Il a promis, je n’ai pas oublié. Il a promis, une vie, pour nous deux, contre son père, contre sa mère, contre sa grand-mère, il a promis ! Alors au creux des semaines harassantes, Francesco devient le messager de quelques mots pour briser le silence infernal. Griffonnés sur un carton de bar, un bout arraché au journal périmé. Quelques mots absurdes livrant un roman pour qui lit derrière la banalité.

J’ai 21 ans. 1939, la guerre à nouveau. La terreur aussi. Silence et méfiance ont pris leurs quartiers dans toutes les rues. Chemises noires, violences et cris ! Et le départ des hommes aussi. Ce soir c’est le tour de Sergio. Demain à l’aube, il prend la route sans cœur, sans envies. Ce soir, l’ombre de la rue sera notre refuge. Un baiser passionné a dépassé les interdits, noué l’amour et la peur. Ses mains sur mes seins, nos corps en fusion à même le mur de pierre. Rien n’a pu arrêter la force du nous de cet instant-là. Nous en un unique pas de deux.

Et puis l’attente, le silence. Et l’attente encore et encore, poisseuse de fatigue, collante de questions vibrantes, d’avenir si étroit, si fragile, si opaque. Le temps passe, toujours le même, le quotidien n’a plus de dates, ou d’années, juste des jours et des jours. Et on ne sait plus rien ni de son âge ni de sa vie. Et le silence à la naissance de l’enfant, son enfant. Le silence sans mots des courriers qui s’égarent. Le silence encore à la mort du petit, juste mon pas solitaire aux graviers de sa tombe. La guerre ne fait aucun cadeau. Et elle ne dit rien des disparus même quand elle s’arrête.
La vie continue, on bouge, on respire, un peu comme un automate. Les frères qui se marient, les neveux et nièces que l’on câline. Et toujours le soir, cet escalier sombre qui mène aux combles, à cette chambre sous les toits qui porte les fêlures de mon enfance et du temps qui passe.

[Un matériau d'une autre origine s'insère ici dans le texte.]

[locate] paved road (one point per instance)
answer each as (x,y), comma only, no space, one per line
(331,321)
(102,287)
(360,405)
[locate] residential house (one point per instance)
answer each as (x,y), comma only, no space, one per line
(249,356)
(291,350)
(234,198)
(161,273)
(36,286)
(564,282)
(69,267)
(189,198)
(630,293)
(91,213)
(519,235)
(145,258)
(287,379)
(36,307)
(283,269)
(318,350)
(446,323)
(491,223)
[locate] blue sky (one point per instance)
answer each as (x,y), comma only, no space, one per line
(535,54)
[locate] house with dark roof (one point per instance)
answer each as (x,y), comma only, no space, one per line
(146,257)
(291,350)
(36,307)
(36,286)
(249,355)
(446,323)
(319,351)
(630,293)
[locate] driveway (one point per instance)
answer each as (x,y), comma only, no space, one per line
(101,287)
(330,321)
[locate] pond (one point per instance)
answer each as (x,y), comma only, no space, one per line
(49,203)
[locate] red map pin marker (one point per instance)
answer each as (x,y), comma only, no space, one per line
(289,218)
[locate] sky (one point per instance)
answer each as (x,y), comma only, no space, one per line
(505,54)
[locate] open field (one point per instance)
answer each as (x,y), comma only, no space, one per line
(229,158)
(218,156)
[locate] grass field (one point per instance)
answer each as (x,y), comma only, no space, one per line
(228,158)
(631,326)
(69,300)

Le café du coin est devenu un petit restaurant aux tables de bois. L’homme qui scrute les passants est venu d’ailleurs, il a acheté les murs aux parents de Sergio. L’étal du maraîcher est devenu une mini superette, et les scooters encerclent la fontaine de la place. J’ai 80 ans. Et je passe chaque jour à l’heure du café du matin. Je me penche sur le filet maigrelet de la fontaine. Je bois à la vie toujours là, à l’espoir accroché. Je passe mes mains à l’eau fraîche, à l’instant toujours neuf. Et chaque soir j’y retourne au crépuscule, versant dans l’eau qui s’enfuit un peu d’eau de rose, un peu de la vie écoulée, un peu du pas de deux si peu dansé.

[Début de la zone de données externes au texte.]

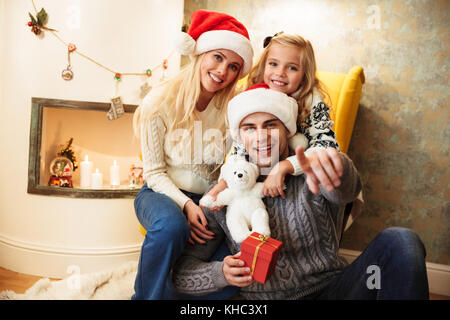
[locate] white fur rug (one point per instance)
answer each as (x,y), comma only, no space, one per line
(116,284)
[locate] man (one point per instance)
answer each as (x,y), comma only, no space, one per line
(308,220)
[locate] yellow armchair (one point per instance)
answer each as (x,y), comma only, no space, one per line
(344,91)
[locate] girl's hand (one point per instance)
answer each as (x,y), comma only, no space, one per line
(274,183)
(218,188)
(323,166)
(197,223)
(234,269)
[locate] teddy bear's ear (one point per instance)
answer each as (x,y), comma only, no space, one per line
(255,169)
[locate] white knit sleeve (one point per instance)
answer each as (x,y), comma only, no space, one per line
(155,167)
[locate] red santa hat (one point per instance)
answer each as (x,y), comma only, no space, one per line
(211,30)
(260,98)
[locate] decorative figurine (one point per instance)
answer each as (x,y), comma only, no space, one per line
(135,177)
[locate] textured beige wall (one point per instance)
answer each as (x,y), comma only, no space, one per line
(401,140)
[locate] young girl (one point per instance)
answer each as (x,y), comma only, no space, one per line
(287,64)
(221,53)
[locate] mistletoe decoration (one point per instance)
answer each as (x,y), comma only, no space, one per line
(67,152)
(38,23)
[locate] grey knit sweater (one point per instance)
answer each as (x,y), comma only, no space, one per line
(309,226)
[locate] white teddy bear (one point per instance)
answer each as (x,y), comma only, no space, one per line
(246,212)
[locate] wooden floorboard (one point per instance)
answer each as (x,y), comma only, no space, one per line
(19,283)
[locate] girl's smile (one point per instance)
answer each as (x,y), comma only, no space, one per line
(283,70)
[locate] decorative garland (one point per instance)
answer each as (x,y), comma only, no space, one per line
(37,24)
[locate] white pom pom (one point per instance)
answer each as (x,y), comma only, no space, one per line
(298,140)
(184,44)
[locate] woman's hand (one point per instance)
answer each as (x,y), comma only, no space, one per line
(197,223)
(322,166)
(274,183)
(233,270)
(218,188)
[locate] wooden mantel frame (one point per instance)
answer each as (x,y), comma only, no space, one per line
(34,157)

Cela fait deux jours qu’elle n’est pas venue, même en retard. Je guette. Je suis étonnamment inquiet de cette absence. Pourtant je ne sais rien d’elle. Je me lève fébrile, guettant sa venue. Mais rien. Alors je me lance à sa recherche. Je questionne, j’interroge. Mais personne ne sait rien.
Quand je sors de l’immeuble, le jour se lève à peine. Je m’engouffre dans celui d’en face, sombre et à la peinture lépreuse. Je cherche, je frappe, je monte encore, je questionne. La vieille dame au manteau rouge ? Si, là-bas. La dernière porte à droite au fond du couloir.
Je l’ai trouvé allongée par terre, inconsciente. Je l’ai accompagnée à l’hôpital. Je ne sais pas bien pourquoi. Et je suis resté pour veiller son silence, son trouble. Calmer ses mains qui se tordent, apaiser d’une vague caresse sur son front les cris venus de si loin. Tiré par un fil invisible.
Un soir elle a ouvert les yeux, elle a souri.
– Sergio ? souffle-t-elle
– Oui.
Mais comment connait-elle mon nom ?
Le silence se fait soudain moins pesant.

– Sergio ? insiste-t-elle
– Oui je suis là.
– Je savais que tu reviendrais.

Elle est partie emportant son secret. Je sais juste que je suis venu à un rendez-vous dont je ne sais rien. Et je sais pourquoi les larmes n’ont pas disparu de la façade ocre. Une trace fragile d’un pas de deux éphémère.